Борис Евсеев - Евстигней
А Фомин — не забыл, нет! Да и как забудешь — когда опять дымит Филька табаком в кресле, опять про Кременчуг, Екатеринослав, про созданную там покойным князем Потемкиным музыкальную Академию рассуждает. Зовет в ту Академию Фомина, помощь по службе обещает.
Филькиной настырности уступая, Евстигней Ипатыч стал подумывать: не изменить ли оперу «Американцы», не вогнать ли туда поганца Фильку на место буффона Фолета? И тем самым от «издевочного слуги» отвязаться, отправить его — хотя б в опере — в Америку!
Однако, измаявшись, бросил. А вскоре понял: сей издевочный слуга вовсе не игра воображения, как иногда полагал он. Сей слуга — новое испытание.
Тут, на время отвязавшись от издевочного слуги, слабеющий духом капельмейстер вдруг вдохновился новым прожектом: мечтой о русско-американской компании.
Вспомнились давние разговоры. Вспомнились мечты об американской вольности, о желании плыть чрез океан, чтобы к этой самой вольности приобщиться. Вспомнилась подробно, такт за тактом, и собственная опера, обсуждавшаяся и напевавшаяся вместе с пухлощеким, с легкою кривинкой в лице, юношей Крыловым. Тогда, десять лет назад, опера так до сцены и не доплыла. Перевернулась, как шнява в бурю. Теперь в либреттке оперы Фомину виделись прорехи, перекосы. Ленивый Крылов в те поры особо не задумывался, в тонкости драматургические лезть не желал.

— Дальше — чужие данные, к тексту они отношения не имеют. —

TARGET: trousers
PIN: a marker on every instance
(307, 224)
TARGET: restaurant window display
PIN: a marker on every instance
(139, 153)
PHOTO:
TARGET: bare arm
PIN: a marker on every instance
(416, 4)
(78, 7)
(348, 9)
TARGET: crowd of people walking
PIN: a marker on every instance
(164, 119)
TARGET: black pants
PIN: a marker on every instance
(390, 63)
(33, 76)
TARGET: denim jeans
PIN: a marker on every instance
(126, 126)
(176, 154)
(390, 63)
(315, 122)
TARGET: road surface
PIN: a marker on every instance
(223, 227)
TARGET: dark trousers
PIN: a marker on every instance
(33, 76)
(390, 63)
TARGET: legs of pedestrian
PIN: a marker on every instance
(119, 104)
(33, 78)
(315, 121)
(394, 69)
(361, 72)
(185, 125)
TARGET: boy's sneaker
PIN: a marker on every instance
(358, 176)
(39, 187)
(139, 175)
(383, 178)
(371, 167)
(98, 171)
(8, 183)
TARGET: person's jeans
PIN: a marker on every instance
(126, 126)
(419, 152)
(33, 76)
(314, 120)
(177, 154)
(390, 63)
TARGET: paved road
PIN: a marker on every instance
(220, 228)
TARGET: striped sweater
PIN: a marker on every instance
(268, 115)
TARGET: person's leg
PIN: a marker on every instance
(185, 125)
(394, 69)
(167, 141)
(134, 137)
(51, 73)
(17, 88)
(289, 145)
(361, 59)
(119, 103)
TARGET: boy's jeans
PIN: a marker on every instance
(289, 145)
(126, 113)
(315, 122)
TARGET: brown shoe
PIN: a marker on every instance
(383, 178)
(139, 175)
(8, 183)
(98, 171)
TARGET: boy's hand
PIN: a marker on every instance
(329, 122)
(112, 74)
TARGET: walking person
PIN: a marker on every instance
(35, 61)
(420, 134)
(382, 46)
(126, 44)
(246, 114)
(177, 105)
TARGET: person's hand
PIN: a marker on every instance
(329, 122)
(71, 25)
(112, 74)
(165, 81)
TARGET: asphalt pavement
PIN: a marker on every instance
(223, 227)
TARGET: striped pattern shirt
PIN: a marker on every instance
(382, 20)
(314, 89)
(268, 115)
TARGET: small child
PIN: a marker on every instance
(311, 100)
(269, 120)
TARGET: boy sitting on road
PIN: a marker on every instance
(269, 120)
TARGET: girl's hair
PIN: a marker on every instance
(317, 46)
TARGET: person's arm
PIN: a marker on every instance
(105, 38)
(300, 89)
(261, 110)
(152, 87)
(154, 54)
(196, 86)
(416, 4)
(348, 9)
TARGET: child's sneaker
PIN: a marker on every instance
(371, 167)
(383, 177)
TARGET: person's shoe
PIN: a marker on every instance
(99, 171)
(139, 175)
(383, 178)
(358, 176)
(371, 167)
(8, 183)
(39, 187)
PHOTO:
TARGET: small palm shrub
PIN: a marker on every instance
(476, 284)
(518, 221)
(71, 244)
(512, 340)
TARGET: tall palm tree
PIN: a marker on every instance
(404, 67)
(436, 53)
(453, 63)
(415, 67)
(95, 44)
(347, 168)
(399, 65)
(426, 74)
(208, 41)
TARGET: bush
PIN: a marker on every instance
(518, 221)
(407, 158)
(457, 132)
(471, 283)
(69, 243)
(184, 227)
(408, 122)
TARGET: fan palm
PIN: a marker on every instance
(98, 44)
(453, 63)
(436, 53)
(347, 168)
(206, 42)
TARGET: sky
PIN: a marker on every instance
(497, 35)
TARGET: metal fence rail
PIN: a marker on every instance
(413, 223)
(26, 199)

«Вот опера до сцены и не доплыла! Так надо бы ее, вместе с новым издевочным слугой, вместе с музыкальными поправками сейчас и представить!»
Помучившись и уяснив, что обманывает сам себя, что улучшить уж ничего нельзя — да и кто теперь, через десять лет после написания, оперу решится представить? — думать об «Американцах» он перестал.

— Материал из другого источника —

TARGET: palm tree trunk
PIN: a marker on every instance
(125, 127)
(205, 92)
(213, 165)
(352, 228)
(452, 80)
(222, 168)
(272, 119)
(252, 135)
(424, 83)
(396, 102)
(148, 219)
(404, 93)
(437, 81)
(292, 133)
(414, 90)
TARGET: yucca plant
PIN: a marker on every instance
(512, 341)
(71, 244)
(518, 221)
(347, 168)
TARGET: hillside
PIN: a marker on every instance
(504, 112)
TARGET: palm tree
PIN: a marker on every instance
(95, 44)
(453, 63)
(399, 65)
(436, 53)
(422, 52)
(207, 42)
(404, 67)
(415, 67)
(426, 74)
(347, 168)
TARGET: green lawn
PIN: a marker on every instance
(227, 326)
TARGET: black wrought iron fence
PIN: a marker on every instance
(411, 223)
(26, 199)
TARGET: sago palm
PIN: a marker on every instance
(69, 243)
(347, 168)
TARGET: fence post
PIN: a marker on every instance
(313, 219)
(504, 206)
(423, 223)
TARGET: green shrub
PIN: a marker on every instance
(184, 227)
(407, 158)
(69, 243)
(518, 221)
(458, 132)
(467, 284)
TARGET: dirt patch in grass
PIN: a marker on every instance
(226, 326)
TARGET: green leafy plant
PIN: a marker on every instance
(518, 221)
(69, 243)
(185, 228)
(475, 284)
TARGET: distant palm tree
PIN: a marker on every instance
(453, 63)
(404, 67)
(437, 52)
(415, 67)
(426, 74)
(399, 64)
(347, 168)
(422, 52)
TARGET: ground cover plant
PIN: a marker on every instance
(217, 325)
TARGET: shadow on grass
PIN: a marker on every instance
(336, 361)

А вот про русско-американскую компанию думал и думал. Отъезд в Америку — втайне от самого себя — намечал и намечал. Правда, очнувшись от наваждения, — плевался, клялся. Клялся в любви к граду Петрову, к московскому Кускову, к любезной Алымушке. Плевался на Фильку, забравшего в последние дни неслыханную дерзость: садиться за клавикорды, изображая одним пальцем капли питерского дождя, а кулаком — веселие жизни новороссийской...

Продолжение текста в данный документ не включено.